Minimum Size of Columns

//Minimum Size of Columns

Minimum Size of Columns


Jagvir Goyal

Collapse of a four storeyed building in Solan District few days back causing death of 14 persons including 13 army men sent shockwaves across the region. In the present times, when the structural engineering and concrete technology are at most advanced stage, such a collapse of building speaks of poor and ill-designed construction still going on without check with sole aim of earning money and playing with the life of the users.

As per news reports, a preliminary cause of collapse of building has been assessed as inadequate size of its columns. Let’s have a look at some important aspects related to design, construction and safety of columns. These may be basics for a civil engineer but important for a common man to know:

RCC Framed structures: Building columns constitute part of RCC frames used these days to construct multi-storeyed buildings. Use of RCC frames is essential from earthquake resistance point of view also. Building columns should only be in RCC as no other material except steel serves so well. Steel columns or composite columns are rarely used in particular areas and circumstances only.

Size of Columns: Size of columns in a building should be decided through proper structural design of the building and not on the basis of thumb rules. Neither the size followed by an adjacent building should be adopted. A 9 inch x 9 inch size column is too small and may be at the maximum sufficient for a single storeyed building only. In a building, the floors transfer all their weight and live load to beams which further transfer it to columns. Columns transfer the whole load of the building to the ground. Therefore, these must be designed professionally. Even for a single storeyed building, size of RCC column shouldn’t be less than 9 inch x 12 inch.

Future additions: It is common practice to add more storeys to an existing building to reap more floor area and profits. The beams and columns are examined at a glance, declared ok and new floor is added. This is most dangerous practice and reported to have been done in case of Solan building also. Simplest way for it is to design the columns by keeping future addition of storeys in view. The structural engineer will consider the load of future addition also and design the columns accordingly.

Steel reinforcement: Diameter of steel bars provided in RCC columns plays vital role in determining their load carrying capacity. In no case, vertical bars of diameter less than 12 mm should be used. Use of 16 mm or 20 mm diameter or even 25 mm diameter is still preferable depending upon the load on the column. These vertical bars need to be further tied and kept in designed place by using lateral ties of 8 mm or 10 mm diameter at regular vertical intervals. IS Codes also prescribe minimum area of steel reinforcement to be provided in the column section area. This criteria should also be fulfilled.

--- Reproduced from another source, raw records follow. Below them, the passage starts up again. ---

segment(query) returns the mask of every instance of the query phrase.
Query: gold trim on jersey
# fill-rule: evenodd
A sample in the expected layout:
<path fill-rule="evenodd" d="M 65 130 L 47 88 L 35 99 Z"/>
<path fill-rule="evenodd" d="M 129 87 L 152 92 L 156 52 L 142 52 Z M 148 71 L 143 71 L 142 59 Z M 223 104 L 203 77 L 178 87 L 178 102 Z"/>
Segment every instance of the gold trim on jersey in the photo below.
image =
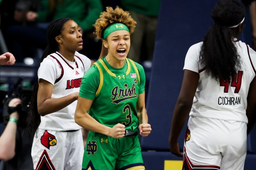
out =
<path fill-rule="evenodd" d="M 100 59 L 100 60 L 99 60 L 99 61 L 100 62 L 100 63 L 104 68 L 105 69 L 105 70 L 106 70 L 106 71 L 107 71 L 108 74 L 110 75 L 111 76 L 113 76 L 114 77 L 117 77 L 117 76 L 115 75 L 115 74 L 113 73 L 112 72 L 111 72 L 110 70 L 109 70 L 108 68 L 108 67 L 107 67 L 107 65 L 106 65 L 106 64 L 105 64 L 103 60 L 102 60 L 102 59 Z"/>
<path fill-rule="evenodd" d="M 98 88 L 98 90 L 97 90 L 96 94 L 95 94 L 95 96 L 96 96 L 99 94 L 100 91 L 100 90 L 101 90 L 101 88 L 102 88 L 102 86 L 103 85 L 103 77 L 102 70 L 101 70 L 101 68 L 100 68 L 100 65 L 99 65 L 99 64 L 96 62 L 94 63 L 93 64 L 95 64 L 95 65 L 97 66 L 98 70 L 99 70 L 99 72 L 100 72 L 100 84 L 99 85 L 99 87 Z"/>
<path fill-rule="evenodd" d="M 143 170 L 145 169 L 145 166 L 137 166 L 134 167 L 130 168 L 129 168 L 126 169 L 125 170 L 136 170 L 138 169 L 142 169 Z"/>
<path fill-rule="evenodd" d="M 135 63 L 132 60 L 131 60 L 130 59 L 127 58 L 127 59 L 128 59 L 129 60 L 129 61 L 131 62 L 131 63 L 133 66 L 133 67 L 134 68 L 134 69 L 135 70 L 135 71 L 136 72 L 136 74 L 137 74 L 137 75 L 138 75 L 138 79 L 139 79 L 139 82 L 140 83 L 141 82 L 141 79 L 140 78 L 139 75 L 139 70 L 138 70 L 138 69 L 137 68 L 137 67 L 136 67 L 136 65 L 135 65 Z M 127 62 L 127 63 L 128 62 Z"/>
<path fill-rule="evenodd" d="M 126 75 L 127 75 L 130 73 L 131 71 L 131 65 L 130 65 L 130 63 L 128 61 L 128 59 L 125 58 L 126 60 L 126 63 L 127 63 L 127 71 L 126 71 Z"/>

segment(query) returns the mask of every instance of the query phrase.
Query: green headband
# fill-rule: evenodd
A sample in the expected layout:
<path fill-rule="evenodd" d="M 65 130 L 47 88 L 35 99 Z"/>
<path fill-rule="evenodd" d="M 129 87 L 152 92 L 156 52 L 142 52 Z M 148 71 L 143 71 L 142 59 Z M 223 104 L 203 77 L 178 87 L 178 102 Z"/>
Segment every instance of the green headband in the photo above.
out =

Adequate cover: It is very important to provide adequate concrete cover to steel bars provided in a column. This concrete cover keeps the steel well hidden inside it and saves it from rusting and corrosion. Rusting of steel bars, if exposed, may ultimately lead to collapse of the column over the years. The clear cover of concrete beyond the outer edge of lateral ties holding the vertical bars in position shouldn’t be less than 25 mm all around the column throughout the height of column. If cover is not uniformly provided, steel shall be attacked at the point where concrete cover is minimum.

Horizontal ties or beams: Continuous height of columns without any horizontal RCC beams at regular vertical intervals increases the slenderness ratio of the columns, resulting in reduction of their load carrying capacity. It should be ensured to keep unsupported height of columns as minimum possible. Slenderness ratio shall depend on the unsupported height and dimension of column. Lesser it is, better is the strength of column.

Concrete grade: Columns should be built by using properly designed and controlled concrete and not by using the uncontrolled mixes of 1 : 2 : 4 or 1 : 1 ½ : 3 etc. M15 grade of concrete shouldn’t be used in columns. Minimum grade of concrete for columns should be M20. Higher grades are preferred.

Adequate footing: It is very important to provide adequately sized and well-designed RCC footing for columns to safely transfer all the load from them to the ground without settlement of the footing. Further, the footing should be provided at adequate depth below ground level and rested on firm soil. The structural engineer will design how the vertical steel bars of the column enter the footing to create a fully integrated joint between the footing and the column and will also check the joint of column and footing for punching shear and other factors to make it safe against cracks.

Cut entry of water: It should be carefully ensured that there is no such source of water leakage around the building foundation from where the water enters the footing of the columns and weakens or erodes the soil underneath them. This is a very common phenomenon. Water keeps entering a building’s foundation area from a leaking pipe or rain water flow or any other source and weakens its foundation leading to cracks in the building or its collapse.

Structural appraisal: Irrespective of whether a law exists in this regard or not, the owner of a building should ensure its structural safety first by engaging a structural design engineer to design all its RCC components, getting its supervision done from a civil engineer for proper quality of materials, proper workmanship and execution of work as per structural drawings and later by getting its structural appraisal done from a qualified engineer who’ll certify the building as safe or not.